Furthermore, reading wide fosters empathy and understanding. By immersing themselves in narratives from different cultures or perspectives, they develop a greater appreciation for diverse experiences. This can help cultivate empathy and compassion, promoting a more inclusive and tolerant society.
Q: How can children read wide effectively?
- They should explore different genres: Let them venture beyond their comfort zones and try genres they haven’t read before. Experiment with fiction, non-fiction, poetry, science fiction, biographies, and more.
- Diversify topics: Select books that cover a wide range of subjects, including history, science, philosophy, art, economics, and social sciences. This allows children to gain knowledge in various fields.
- Follow diverse authors: Seek out authors from different backgrounds, cultures, and perspectives. Reading books by authors from different countries and ethnicities helps children understand a variety of experiences and viewpoints.
- They can join reading groups or book clubs: Engaging in reading communities can expose children to book recommendations and discussions on diverse topics. It provides an opportunity to learn from others and discover new perspectives.

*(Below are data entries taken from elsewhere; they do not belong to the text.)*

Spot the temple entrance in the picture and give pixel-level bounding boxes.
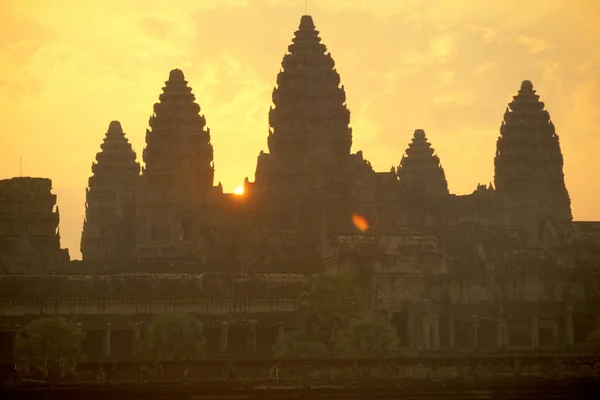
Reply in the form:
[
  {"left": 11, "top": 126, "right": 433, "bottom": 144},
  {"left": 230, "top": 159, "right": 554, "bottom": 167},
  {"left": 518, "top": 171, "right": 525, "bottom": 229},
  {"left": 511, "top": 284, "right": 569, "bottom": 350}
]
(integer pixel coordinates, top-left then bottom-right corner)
[
  {"left": 82, "top": 329, "right": 105, "bottom": 360},
  {"left": 0, "top": 331, "right": 17, "bottom": 362}
]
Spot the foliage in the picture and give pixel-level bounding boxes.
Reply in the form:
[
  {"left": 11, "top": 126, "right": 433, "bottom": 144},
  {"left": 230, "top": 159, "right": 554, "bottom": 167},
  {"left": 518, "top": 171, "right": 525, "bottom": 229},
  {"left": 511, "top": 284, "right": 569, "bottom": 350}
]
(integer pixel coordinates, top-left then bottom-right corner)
[
  {"left": 298, "top": 273, "right": 368, "bottom": 350},
  {"left": 336, "top": 317, "right": 398, "bottom": 358},
  {"left": 142, "top": 314, "right": 206, "bottom": 360},
  {"left": 274, "top": 273, "right": 397, "bottom": 358},
  {"left": 17, "top": 317, "right": 84, "bottom": 379},
  {"left": 585, "top": 328, "right": 600, "bottom": 351},
  {"left": 273, "top": 330, "right": 329, "bottom": 358}
]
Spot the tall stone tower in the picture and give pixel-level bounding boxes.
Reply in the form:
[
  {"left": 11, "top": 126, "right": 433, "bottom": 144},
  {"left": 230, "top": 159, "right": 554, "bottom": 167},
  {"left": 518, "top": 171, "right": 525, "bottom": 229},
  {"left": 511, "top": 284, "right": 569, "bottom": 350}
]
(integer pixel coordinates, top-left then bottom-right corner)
[
  {"left": 0, "top": 177, "right": 69, "bottom": 274},
  {"left": 255, "top": 15, "right": 370, "bottom": 234},
  {"left": 81, "top": 121, "right": 140, "bottom": 261},
  {"left": 256, "top": 15, "right": 352, "bottom": 193},
  {"left": 495, "top": 81, "right": 572, "bottom": 221},
  {"left": 137, "top": 69, "right": 214, "bottom": 258},
  {"left": 397, "top": 129, "right": 448, "bottom": 196}
]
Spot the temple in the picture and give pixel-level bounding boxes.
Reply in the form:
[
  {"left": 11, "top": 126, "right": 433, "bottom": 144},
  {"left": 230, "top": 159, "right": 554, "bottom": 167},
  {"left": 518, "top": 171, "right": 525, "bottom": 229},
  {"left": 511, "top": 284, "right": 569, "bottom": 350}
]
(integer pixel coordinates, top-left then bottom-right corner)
[
  {"left": 81, "top": 121, "right": 140, "bottom": 261},
  {"left": 0, "top": 16, "right": 600, "bottom": 359},
  {"left": 135, "top": 69, "right": 219, "bottom": 259},
  {"left": 0, "top": 177, "right": 69, "bottom": 273}
]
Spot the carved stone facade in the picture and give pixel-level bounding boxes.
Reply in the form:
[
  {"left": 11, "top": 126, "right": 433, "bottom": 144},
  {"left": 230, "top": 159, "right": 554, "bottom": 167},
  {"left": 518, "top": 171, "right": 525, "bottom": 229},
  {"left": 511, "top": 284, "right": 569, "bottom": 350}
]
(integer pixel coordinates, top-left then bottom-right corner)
[
  {"left": 135, "top": 69, "right": 216, "bottom": 259},
  {"left": 81, "top": 121, "right": 140, "bottom": 261},
  {"left": 0, "top": 16, "right": 600, "bottom": 358},
  {"left": 495, "top": 81, "right": 572, "bottom": 221},
  {"left": 0, "top": 177, "right": 69, "bottom": 273}
]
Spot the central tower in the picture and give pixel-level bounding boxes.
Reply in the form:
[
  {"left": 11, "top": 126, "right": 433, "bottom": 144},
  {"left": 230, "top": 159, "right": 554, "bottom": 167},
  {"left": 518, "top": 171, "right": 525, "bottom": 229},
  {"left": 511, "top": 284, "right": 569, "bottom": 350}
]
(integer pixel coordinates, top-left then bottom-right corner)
[
  {"left": 138, "top": 69, "right": 214, "bottom": 258},
  {"left": 253, "top": 15, "right": 372, "bottom": 247},
  {"left": 256, "top": 15, "right": 352, "bottom": 197}
]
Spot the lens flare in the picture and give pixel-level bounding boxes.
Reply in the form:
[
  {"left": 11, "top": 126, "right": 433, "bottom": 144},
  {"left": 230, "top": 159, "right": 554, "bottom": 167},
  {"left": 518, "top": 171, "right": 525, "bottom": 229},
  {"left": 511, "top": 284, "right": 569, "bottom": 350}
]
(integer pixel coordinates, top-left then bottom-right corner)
[{"left": 352, "top": 214, "right": 369, "bottom": 232}]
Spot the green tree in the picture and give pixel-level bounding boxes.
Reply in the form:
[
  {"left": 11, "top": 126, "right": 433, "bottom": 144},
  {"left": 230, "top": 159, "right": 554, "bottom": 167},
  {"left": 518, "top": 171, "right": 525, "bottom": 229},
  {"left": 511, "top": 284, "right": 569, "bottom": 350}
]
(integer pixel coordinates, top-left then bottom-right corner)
[
  {"left": 17, "top": 317, "right": 84, "bottom": 379},
  {"left": 583, "top": 329, "right": 600, "bottom": 351},
  {"left": 335, "top": 317, "right": 398, "bottom": 358},
  {"left": 273, "top": 329, "right": 329, "bottom": 358},
  {"left": 273, "top": 273, "right": 397, "bottom": 358},
  {"left": 298, "top": 273, "right": 369, "bottom": 352},
  {"left": 142, "top": 314, "right": 206, "bottom": 360}
]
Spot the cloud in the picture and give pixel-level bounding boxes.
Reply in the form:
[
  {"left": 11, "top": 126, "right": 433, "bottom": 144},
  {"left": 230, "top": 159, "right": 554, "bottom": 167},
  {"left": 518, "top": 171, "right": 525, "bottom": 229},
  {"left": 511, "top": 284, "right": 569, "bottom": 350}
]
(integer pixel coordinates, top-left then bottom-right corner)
[
  {"left": 0, "top": 0, "right": 600, "bottom": 255},
  {"left": 512, "top": 35, "right": 552, "bottom": 54}
]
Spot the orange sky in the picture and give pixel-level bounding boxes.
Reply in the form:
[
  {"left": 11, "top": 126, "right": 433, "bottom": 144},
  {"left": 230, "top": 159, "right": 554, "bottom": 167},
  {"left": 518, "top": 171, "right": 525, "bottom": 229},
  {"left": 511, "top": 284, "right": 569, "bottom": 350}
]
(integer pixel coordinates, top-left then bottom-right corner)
[{"left": 0, "top": 0, "right": 600, "bottom": 258}]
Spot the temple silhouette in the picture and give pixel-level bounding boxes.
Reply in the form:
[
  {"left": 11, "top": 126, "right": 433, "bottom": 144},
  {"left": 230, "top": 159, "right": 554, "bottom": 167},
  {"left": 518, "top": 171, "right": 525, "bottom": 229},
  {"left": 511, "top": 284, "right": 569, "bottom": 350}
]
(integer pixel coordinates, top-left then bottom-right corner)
[{"left": 0, "top": 15, "right": 600, "bottom": 358}]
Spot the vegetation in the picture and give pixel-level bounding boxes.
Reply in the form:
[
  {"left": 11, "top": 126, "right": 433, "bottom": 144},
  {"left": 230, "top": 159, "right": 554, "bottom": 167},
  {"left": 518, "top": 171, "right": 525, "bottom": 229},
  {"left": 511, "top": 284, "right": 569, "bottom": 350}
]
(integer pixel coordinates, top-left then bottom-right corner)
[
  {"left": 274, "top": 273, "right": 397, "bottom": 358},
  {"left": 583, "top": 329, "right": 600, "bottom": 352},
  {"left": 17, "top": 317, "right": 84, "bottom": 379},
  {"left": 142, "top": 314, "right": 206, "bottom": 360}
]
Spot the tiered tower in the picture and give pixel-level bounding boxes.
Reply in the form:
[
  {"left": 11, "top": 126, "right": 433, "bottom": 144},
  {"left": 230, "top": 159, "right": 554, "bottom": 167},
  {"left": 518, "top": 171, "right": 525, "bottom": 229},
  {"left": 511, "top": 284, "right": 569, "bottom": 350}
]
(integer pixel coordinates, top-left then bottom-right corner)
[
  {"left": 138, "top": 69, "right": 214, "bottom": 258},
  {"left": 256, "top": 15, "right": 352, "bottom": 193},
  {"left": 397, "top": 129, "right": 448, "bottom": 196},
  {"left": 0, "top": 177, "right": 69, "bottom": 273},
  {"left": 255, "top": 15, "right": 371, "bottom": 237},
  {"left": 81, "top": 121, "right": 140, "bottom": 261},
  {"left": 495, "top": 81, "right": 572, "bottom": 221}
]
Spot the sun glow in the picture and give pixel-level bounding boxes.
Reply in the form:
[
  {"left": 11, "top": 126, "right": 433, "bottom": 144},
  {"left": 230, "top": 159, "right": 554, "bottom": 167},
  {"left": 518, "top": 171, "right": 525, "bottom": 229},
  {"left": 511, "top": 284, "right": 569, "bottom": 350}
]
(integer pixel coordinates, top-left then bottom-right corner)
[
  {"left": 352, "top": 214, "right": 369, "bottom": 232},
  {"left": 233, "top": 185, "right": 244, "bottom": 196}
]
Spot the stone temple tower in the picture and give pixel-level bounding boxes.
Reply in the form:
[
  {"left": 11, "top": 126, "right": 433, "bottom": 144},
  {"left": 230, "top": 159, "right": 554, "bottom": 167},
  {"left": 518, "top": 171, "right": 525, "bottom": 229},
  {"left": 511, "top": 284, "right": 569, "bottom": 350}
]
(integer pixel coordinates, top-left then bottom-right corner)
[
  {"left": 136, "top": 69, "right": 214, "bottom": 258},
  {"left": 256, "top": 15, "right": 352, "bottom": 192},
  {"left": 253, "top": 15, "right": 370, "bottom": 236},
  {"left": 397, "top": 129, "right": 448, "bottom": 196},
  {"left": 495, "top": 81, "right": 572, "bottom": 221},
  {"left": 81, "top": 121, "right": 140, "bottom": 261}
]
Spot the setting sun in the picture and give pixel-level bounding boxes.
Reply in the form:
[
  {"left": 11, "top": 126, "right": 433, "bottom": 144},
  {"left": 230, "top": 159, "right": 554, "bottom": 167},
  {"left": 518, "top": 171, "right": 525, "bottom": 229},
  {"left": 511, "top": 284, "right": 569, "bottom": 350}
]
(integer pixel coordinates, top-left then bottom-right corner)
[
  {"left": 352, "top": 214, "right": 369, "bottom": 232},
  {"left": 233, "top": 185, "right": 244, "bottom": 196}
]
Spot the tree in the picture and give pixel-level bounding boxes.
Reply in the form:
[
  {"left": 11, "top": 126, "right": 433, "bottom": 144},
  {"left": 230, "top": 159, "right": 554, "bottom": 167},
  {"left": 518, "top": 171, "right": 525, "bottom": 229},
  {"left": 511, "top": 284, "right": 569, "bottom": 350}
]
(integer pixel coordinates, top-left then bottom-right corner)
[
  {"left": 273, "top": 329, "right": 329, "bottom": 358},
  {"left": 143, "top": 314, "right": 206, "bottom": 360},
  {"left": 274, "top": 273, "right": 397, "bottom": 358},
  {"left": 298, "top": 273, "right": 369, "bottom": 352},
  {"left": 583, "top": 329, "right": 600, "bottom": 352},
  {"left": 335, "top": 316, "right": 398, "bottom": 358},
  {"left": 17, "top": 317, "right": 84, "bottom": 379}
]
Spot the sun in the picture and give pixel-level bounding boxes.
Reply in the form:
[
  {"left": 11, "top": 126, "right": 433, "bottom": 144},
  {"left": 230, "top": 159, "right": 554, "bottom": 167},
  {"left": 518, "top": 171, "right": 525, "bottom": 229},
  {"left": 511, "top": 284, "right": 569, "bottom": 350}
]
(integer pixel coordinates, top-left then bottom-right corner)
[
  {"left": 352, "top": 214, "right": 369, "bottom": 232},
  {"left": 233, "top": 185, "right": 244, "bottom": 196}
]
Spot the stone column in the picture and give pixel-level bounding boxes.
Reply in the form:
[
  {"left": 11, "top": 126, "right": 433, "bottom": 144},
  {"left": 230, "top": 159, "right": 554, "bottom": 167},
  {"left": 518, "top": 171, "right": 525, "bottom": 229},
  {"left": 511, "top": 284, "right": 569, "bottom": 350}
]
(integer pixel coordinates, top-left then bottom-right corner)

- Use reading challenges: Let children participate in reading challenges or create personal reading goals that encourage them to explore different genres, authors, or themes. This helps to diversify their reading habits.
- Utilize online resources: Websites, blogs, and online forums dedicated to literature can provide recommendations, book lists, and reviews, helping children discover new reading material.
Remember, the goal is to continuously expand their reading horizons and embrace the diversity of human knowledge and experiences.